When kids act like a**holes, those moments are actually opportunities—opportunities for us as parents to see which skills our kids still haven’t mastered yet, and what kinds of things we might need to be working on as a family. Recently, I wrote a piece for The New York Times about research suggesting that bad behavior can, in some ways, also be a sign that your child feels safe with you.
Meredith: What is the balance between child-centered parenting and not raising an a**hole? Can you help readers navigate that invisible line?
Melinda: We can absolutely respect our children and engage with them in thoughtful, responsive, sensitive ways while also setting limits and holding our children accountable. I think that natural and logical consequences work well—when you invoke a consequence that is directly tied to their behavior. I wrote about natural and logical consequences vs. punishments in a recent newsletter.
Meredith: What kinds of simple guardrails can parents "erect" (via speech or behavior modeling) to reduce the chance of a**holeness in their young, middle grade, and teen kids?
Melinda: First, with young kids, we should regularly talk about feelings—ours, theirs, and other people's. Talking about feelings helps to build emotional literacy—an understanding of what emotions are, how they feel, and what they look like. Children with better emotional literacy are more compassionate and helpful because … they can more easily put themselves in that person's shoes, deduce what they need, and take steps to help them.
Another thing we can do is to tie our children's choices with the effects those choices have on others, an approach known as "induction." It's been shown in research to help kids develop more compassion.

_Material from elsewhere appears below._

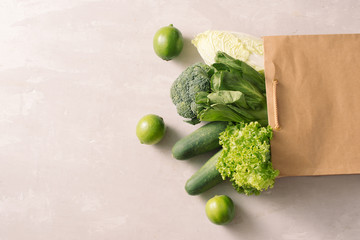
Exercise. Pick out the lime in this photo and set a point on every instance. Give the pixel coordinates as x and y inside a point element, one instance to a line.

One example of this in action: When I ask my kids to clean up their LEGOs, I don't just say, "Please clean up your LEGOs." I say "Please clean up your LEGOs, because otherwise I'll step on them and it'll really hurt." Or when my daughter is singing loudly after school, I might say "I love your singing, but would you mind doing it a bit more quietly? Your brother is trying to do his homework, and I think the sound is making it hard for him to concentrate." Linking our children's behavior to their broader effects on others helps to teach them that they are part of a larger whole and that their actions can have effects they might not always intend.
Finally, lean into conversations about awkward, difficult, nuanced topics. Parents often avoid discussions on topics like race, sex, pornography, bullying, or other difficult issues, because we think that they're not old enough or that we need to protect their innocence. The truth is, by avoiding these conversations, we aren't protecting them from these issues. They are probably hearing about these issues from friends or the media.
When we avoid engaging on these topics, we're just ensuring that the information they get doesn't come from us—and that means the details they're getting may well be inaccurate or go against our values. There are age-appropriate ways to talk about most issues, and research shows that when parents engage with kids on difficult topics, they help children develop a more nuanced understanding and make better choices.
Meredith: Anything else?
Melinda: I think that we can all become better parents by educating ourselves about what the science says on shaping values and behavior and that what we learn directly benefits our kids. Informed by the evidence, we can make parenting decisions that will make our lives as parents a little bit easier, and that will shape our kids into the kinds of people we want them to be.